MuBuCo: Mutation Burden Composition
Access full-text files
Date
Authors
Journal Title
Journal ISSN
Volume Title
Publisher
Abstract
Gene mutations can vary by type, in terms of affecting a single site, spanning hundreds of base pairs, or their over/under-representation in cancer cells. Collectively, these mutation types include: single nucleotide variants (SNVs), structural variants (SVs), and copy number variants (CNVs). Tumor mutation burden is one measure widely used throughout cancer research but it is often limited to a single dimension, using SNVs only. We derive a sample mutation burden for each mutation type and combine them to define their relative contribution, forming a mutation burden composition (MuBuCo). We applied MuBuCo to multiple myeloma, a well-recognized, genomically heterogeneous blood cancer. Using 70 multiple myeloma cell lines, we first computationally assessed more than 15 bioinformatics tools to detect each type of variant and selected the best performing ones (using known features) to calibrate and characterize these cell lines.

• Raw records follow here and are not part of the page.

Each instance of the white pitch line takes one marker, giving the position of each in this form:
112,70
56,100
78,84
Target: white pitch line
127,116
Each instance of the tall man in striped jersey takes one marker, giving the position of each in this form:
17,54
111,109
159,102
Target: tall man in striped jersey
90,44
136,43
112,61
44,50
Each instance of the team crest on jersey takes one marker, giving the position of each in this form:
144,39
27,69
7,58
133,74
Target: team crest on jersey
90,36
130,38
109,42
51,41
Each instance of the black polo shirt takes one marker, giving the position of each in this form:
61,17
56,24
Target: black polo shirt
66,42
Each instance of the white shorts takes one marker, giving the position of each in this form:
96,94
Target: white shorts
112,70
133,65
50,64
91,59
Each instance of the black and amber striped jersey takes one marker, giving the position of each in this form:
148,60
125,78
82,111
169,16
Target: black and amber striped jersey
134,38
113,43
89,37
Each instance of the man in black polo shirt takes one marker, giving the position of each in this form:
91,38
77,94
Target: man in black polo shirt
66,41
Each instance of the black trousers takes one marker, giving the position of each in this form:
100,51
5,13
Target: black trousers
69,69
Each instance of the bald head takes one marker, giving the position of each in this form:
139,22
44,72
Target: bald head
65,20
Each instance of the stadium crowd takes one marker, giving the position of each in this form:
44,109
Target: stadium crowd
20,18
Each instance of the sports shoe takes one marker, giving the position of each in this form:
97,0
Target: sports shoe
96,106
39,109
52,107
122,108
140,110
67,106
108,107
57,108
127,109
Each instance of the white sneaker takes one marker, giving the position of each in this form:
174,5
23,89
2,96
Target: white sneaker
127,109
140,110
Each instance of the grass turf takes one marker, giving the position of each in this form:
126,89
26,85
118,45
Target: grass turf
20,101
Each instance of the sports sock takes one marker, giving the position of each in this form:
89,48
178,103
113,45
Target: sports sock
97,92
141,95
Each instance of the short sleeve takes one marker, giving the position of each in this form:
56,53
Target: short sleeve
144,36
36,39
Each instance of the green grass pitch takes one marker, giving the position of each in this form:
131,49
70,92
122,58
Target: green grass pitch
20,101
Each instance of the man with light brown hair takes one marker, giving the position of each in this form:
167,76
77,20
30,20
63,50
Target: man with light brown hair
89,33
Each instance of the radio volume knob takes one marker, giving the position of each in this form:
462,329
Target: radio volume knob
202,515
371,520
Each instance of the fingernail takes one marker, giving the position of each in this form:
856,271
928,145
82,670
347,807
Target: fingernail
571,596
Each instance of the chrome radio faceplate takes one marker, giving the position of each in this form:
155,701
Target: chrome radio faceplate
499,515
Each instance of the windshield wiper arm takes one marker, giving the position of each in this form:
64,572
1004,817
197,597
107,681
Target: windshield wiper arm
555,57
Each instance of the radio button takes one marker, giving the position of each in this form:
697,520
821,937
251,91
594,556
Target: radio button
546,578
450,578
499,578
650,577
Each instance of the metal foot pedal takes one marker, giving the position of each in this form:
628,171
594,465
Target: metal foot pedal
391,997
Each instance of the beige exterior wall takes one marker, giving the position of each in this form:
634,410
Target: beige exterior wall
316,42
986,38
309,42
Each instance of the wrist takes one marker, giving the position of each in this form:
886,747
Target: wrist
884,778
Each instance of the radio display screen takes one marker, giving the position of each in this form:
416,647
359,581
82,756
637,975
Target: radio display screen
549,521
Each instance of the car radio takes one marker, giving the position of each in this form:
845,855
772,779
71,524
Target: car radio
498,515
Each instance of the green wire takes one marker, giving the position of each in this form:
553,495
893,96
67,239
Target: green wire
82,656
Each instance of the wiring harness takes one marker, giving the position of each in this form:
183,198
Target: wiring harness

This required more than 10,500 node hours to run on Texas Advanced Computing Center clusters. We also developed a snakemake pipeline incorporating preprocessing and SNV calling. Each cell line’s variant calls were used to calculate each mutation type burden. We further defined expressed mutations by variants found in expressed genes to predict neoantigens. We implemented the results in a query-able application that enables cancer researchers to select MM cell lines of interest and visualize its MuBuCo relative to other cell lines. With this information, we hope to improve our understanding of the molecular background against which these cell lines are used for testing new treatments. We further provide an in silico look at changes in cell lines’ MuBuCo from user specified removal of a single or multiple genes, mimicking a ‘knock out’ experiment. Our application offers a novel mutation analyses whose results are not readily attainable, until now.